Its so easy to spend too much money in the supermarket, the odd quick trip in to buy milk and you come out with 4 or 5 things you didnt even know you needed, and there you have it another £10 spent. I love to try new things and keep meals varied which means I get easily distracted when in the supermarket and trying out new recipes sometimes means buying new ingredients. My trips to the supermarket always end up with me buying things that are not on my list!
So as a challenge to myself I am going to stick to a budget and plan my meals and use up all those random things that I have sitting in my cupboard and freezer. Starting on the first of February, conveniently a saturday I will become queen of the budget and with the money I save I will have spending money for my upcoming trips to Berlin and South Africa – hurrah! Ok something tells me I wont be saving that much money but its certainly a start and a start to me being a better shopper! 🙂
With the grand plan in mind I need to forward plan cheap meals that are flavoursome and freezewell. I am going to plan my weekly meals and stick to it, so no buying of random food half way through the week or going off piste. But it does mean I get to try out some new recipes, one pot wonders and lots of home baking!

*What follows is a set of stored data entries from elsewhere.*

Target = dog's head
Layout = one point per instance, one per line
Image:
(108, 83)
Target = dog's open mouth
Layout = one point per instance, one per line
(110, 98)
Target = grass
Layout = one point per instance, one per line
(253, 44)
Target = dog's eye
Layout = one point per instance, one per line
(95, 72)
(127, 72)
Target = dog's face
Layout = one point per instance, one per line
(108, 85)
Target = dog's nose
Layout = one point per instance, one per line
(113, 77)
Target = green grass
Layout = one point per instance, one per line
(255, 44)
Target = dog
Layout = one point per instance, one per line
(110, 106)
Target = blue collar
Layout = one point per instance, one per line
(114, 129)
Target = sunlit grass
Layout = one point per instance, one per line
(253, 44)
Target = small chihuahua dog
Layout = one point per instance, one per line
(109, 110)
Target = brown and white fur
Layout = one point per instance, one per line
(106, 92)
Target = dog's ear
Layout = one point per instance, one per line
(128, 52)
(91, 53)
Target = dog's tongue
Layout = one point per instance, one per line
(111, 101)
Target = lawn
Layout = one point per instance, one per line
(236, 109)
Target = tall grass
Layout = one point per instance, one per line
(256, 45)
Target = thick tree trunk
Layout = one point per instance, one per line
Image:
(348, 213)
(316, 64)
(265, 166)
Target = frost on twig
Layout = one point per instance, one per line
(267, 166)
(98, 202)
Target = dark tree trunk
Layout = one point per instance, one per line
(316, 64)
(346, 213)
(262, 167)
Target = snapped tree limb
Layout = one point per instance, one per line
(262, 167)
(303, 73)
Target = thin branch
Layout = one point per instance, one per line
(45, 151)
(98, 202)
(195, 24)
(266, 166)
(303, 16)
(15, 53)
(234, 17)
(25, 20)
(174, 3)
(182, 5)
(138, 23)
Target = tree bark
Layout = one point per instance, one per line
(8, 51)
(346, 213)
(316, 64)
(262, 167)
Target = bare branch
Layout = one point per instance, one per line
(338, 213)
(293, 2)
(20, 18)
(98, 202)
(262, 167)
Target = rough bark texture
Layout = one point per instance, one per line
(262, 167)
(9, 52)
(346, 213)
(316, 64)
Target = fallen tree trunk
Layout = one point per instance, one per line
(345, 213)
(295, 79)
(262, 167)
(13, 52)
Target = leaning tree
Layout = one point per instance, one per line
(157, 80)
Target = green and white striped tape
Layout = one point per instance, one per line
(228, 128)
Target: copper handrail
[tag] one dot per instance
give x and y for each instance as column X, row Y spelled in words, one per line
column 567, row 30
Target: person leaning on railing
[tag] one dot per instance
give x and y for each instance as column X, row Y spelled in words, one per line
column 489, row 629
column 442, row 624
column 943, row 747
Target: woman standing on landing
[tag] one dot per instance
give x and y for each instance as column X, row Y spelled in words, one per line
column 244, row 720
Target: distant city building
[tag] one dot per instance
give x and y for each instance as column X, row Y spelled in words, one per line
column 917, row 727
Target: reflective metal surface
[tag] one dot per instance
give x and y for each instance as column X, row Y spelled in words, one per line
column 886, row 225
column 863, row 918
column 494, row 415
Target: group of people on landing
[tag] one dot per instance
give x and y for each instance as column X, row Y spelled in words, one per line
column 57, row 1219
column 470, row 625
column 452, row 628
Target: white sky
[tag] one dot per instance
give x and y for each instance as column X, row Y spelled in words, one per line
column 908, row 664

So what is in the shopping basket this week – Gyoza dumplings, Chicken Soup and Wild Rabbit Ragu…. oh and some baked goods I am sure!
So to start my frugal month I am starting with a soup. Its a quick and easy chicken and vegetable soup, that is full of vegetables and flavour and will make 5-6 portions, so some for the fridge and some for the freezer!
2 chicken breasts
1 white onion, chopped into small pieces
3 carrots, chopped into small pieces
2 stalks of celery, chopped into small pieces
2 garlic cloves
1 courgette, chopped into small pieces
100g button mushrooms, sliced
1.5l chicken stock
2 tsp of mixed herbs ( or basil, thyme, and a bit of rosemary)
2 bay leaves
half a savoy cabbage, finely sliced.
1. Poach two chicken breasts in some stock. (To poach, place the chicken in a heavy bottom pan and pour in enough stock just to cover the chickn, add a couple of bay leaves and a couple of teaspoons of mixed herbs. Bring the stock to the boil and then reduce to a simmer for 10mins, turn off the heat and leave in the stock for a further 15mins. Once cooked, pour some of the cooking stock into a jug and save for later. Take the chicken out and shred. Put the chicken aside for later.
2. Sweat the onions down in the heavy bottom pan for 4-5mins until they go clear, then add the carrots, celery and garlic.
Continue to sweat for a further 4-5mins. Add the courgette and mushrooms, along with the rice and chicken.
Stir, so the rice covers the vegetables. Pour in the stock (use some of the left over poaching water) and season with the herbs, salt and pepper. Bring to the boil, and then turn down to simmer and cover. After 5minutes of cooking, give it a good stir and then stir in the cabbage. Cook for a further 10-15mins until all the vegetables are cooked through. Check for seasoning and then serve!
Wish me luck on my frugal planning and Enjoy!!